How the Lockdown Helped Me Bond With the Ghost That Lives In My Apartment

When I first moved into my apartment on Dorchester, seeing the apparition of a Victorian girl in the middle of the night was an unwelcome and gut-wrenching experience. However, in the wake of the stand-in-place implemented by Governor Pritzker, I’m learning to bond with the ghost that haunts my apartment. Eleanor and I have grown quite close and she’s only tried to suck out my life force through my eyeballs twice. Here’s how I took this time to bond with the ghost in my apartment. 

Eleanor and I have had our disagreements in our time together as housemates. She likes things on the cold, clammy, and dark side, while I like our apartment to be warm and full of light. She likes playing games like “possess the cat”  and “appear as a disembodied head while I’m sleeping,” whereas I’m more into Animal Crossing. I actually thought that a 20-year-old college student and a victorian child could never overcome our differences, but when a priest unsuccessfully tried to banish her to the netherworld, I realized we were going to have to coexist at least until my lease was up.

I bought a little rocking horse for Eleanor and she seems to like it. She also likes balloons and rag dolls, which aren’t menacing at all. Additionally, we have found pretty effective ways to communicate across mortal realms. Eleanor and I aren’t big fans of Ouija boards, but she has been able to talk to me through writing in blood on mirrors. For example, when my roommate put up a crucifix in the dining room, Eleanor wrote REDRUM all over the walls until she took it down. Now Eleanor mostly just asks us to buy fruit roll-ups and goldfish from Target.

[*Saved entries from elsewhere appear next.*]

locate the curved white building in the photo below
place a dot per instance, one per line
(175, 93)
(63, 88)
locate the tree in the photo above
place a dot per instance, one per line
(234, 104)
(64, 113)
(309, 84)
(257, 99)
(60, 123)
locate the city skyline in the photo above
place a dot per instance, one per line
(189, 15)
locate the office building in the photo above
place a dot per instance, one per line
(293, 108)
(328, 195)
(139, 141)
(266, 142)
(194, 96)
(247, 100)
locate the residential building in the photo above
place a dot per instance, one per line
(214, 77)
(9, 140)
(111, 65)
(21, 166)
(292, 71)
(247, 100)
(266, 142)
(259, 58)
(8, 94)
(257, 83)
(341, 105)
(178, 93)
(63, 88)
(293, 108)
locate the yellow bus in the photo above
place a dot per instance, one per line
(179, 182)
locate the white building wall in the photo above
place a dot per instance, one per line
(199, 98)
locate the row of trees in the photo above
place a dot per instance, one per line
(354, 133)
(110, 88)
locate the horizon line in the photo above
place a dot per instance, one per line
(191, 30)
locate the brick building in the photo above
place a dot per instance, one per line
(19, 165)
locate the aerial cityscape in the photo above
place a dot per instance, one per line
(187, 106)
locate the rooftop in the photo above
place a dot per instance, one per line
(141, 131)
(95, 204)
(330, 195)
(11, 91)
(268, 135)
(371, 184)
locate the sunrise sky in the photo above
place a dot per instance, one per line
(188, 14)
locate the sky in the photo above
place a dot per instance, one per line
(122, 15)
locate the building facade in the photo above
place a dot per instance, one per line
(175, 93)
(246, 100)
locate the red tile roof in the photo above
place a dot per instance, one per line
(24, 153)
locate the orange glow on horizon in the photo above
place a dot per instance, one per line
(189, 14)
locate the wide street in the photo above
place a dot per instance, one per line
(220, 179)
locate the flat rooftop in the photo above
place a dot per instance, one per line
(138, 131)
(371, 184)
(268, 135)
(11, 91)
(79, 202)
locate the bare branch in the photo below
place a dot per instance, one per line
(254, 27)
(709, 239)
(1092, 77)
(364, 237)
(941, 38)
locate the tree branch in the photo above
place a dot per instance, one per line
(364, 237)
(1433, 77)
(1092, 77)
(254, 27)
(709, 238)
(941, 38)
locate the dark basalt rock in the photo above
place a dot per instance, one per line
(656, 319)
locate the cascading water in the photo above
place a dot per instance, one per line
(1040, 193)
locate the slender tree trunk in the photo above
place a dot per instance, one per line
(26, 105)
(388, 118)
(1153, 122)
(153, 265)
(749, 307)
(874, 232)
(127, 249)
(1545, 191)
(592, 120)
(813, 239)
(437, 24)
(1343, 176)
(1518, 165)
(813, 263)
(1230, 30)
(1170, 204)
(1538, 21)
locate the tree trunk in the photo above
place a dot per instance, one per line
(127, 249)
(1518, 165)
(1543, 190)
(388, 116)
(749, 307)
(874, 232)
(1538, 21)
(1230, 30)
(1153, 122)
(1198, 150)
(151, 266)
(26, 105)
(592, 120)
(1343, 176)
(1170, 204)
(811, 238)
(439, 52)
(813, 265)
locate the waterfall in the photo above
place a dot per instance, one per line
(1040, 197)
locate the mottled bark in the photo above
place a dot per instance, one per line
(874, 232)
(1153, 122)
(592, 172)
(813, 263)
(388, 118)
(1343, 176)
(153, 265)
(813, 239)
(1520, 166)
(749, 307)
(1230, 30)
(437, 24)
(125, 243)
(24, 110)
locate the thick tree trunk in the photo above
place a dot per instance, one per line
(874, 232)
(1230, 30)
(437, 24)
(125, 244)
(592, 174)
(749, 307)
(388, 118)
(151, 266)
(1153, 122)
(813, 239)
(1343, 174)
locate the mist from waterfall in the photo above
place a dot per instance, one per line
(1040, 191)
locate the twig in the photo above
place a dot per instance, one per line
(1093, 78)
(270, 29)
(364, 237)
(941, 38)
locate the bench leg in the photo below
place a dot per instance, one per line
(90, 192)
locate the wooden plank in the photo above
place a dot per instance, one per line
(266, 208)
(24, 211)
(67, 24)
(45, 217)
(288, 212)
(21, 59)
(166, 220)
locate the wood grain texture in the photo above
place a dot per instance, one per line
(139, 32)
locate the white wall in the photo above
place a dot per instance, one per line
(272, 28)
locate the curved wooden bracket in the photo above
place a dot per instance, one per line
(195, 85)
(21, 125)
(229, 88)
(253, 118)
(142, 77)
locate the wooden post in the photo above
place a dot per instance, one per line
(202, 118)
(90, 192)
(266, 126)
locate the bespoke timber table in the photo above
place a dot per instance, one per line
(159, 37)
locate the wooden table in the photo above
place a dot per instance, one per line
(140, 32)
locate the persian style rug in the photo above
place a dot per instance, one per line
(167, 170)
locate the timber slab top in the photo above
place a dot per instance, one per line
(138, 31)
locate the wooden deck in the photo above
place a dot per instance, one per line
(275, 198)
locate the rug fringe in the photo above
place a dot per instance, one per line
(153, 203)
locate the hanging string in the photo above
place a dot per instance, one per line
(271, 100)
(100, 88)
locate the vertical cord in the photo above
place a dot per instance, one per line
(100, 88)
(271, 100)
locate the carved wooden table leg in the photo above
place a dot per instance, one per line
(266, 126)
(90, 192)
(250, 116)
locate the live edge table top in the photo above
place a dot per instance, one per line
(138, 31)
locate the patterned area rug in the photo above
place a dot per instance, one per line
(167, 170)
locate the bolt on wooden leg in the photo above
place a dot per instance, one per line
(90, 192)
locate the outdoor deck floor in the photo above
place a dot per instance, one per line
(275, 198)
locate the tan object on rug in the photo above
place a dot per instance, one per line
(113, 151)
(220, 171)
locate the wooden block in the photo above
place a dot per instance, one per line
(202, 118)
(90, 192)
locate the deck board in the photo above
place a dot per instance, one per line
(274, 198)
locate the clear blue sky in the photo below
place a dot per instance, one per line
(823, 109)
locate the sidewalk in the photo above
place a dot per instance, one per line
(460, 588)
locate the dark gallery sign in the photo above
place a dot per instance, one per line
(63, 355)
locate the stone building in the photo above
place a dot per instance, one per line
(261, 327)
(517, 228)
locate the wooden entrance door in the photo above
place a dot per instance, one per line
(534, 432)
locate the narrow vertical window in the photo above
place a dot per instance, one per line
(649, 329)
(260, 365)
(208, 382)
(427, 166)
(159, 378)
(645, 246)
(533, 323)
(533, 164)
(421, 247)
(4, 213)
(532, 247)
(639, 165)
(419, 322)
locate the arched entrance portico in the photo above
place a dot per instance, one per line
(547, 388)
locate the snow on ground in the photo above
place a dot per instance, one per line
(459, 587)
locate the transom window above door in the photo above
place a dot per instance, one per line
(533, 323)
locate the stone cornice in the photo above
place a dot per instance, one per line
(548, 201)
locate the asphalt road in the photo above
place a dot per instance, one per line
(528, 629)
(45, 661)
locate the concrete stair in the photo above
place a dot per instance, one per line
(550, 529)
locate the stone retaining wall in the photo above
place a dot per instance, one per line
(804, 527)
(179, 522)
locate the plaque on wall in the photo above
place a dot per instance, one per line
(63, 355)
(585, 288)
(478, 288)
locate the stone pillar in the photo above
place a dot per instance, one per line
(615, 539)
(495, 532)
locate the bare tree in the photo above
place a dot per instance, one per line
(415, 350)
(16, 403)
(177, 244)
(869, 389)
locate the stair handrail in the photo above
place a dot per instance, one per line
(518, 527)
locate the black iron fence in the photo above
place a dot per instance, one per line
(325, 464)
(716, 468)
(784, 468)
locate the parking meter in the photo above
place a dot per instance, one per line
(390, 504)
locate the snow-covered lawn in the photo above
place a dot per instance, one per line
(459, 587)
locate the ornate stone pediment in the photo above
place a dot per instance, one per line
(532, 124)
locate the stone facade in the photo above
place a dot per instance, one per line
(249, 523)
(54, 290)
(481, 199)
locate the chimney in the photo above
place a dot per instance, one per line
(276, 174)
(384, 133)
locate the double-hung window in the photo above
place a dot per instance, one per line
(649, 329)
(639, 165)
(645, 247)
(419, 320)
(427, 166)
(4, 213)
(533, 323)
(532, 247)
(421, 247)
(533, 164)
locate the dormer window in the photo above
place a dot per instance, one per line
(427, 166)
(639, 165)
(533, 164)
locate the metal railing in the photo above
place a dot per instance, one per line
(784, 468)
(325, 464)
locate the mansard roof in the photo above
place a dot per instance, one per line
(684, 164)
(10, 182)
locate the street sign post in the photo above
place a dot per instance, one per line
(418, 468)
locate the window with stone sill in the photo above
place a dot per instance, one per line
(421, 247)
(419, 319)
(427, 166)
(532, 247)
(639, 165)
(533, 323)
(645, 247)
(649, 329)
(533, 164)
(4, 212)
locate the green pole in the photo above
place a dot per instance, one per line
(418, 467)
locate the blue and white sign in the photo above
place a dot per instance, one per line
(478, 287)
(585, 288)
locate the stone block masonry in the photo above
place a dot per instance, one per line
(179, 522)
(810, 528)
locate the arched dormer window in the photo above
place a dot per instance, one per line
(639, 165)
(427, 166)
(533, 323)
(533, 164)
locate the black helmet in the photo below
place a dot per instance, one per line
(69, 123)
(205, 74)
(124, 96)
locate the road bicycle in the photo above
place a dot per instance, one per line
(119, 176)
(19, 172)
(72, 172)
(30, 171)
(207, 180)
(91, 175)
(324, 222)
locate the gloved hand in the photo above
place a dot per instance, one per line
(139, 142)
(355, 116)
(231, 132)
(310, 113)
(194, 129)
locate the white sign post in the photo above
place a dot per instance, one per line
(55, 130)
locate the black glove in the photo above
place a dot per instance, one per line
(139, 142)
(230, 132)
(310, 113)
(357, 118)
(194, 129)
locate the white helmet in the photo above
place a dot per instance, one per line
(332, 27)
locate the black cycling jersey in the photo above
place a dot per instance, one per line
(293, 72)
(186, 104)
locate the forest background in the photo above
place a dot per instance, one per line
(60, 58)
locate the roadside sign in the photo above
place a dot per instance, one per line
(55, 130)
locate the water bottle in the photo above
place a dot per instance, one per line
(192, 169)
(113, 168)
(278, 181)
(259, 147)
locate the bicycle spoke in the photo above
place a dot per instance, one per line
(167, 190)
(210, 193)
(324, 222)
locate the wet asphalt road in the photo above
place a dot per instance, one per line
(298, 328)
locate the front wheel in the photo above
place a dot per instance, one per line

I thought that Eleanor may be able to give me some knowledge from the great beyond, but I’m finding her to be pretty unhelpful for my Biology PSET because, as I’m learning, Rosalind Franklin discovered DNA well after Eleanor died. When I ask her about historical events like Cholera and Smallpox, she just looks bewildered and whispers “t’was the governess who killed me, good sir.”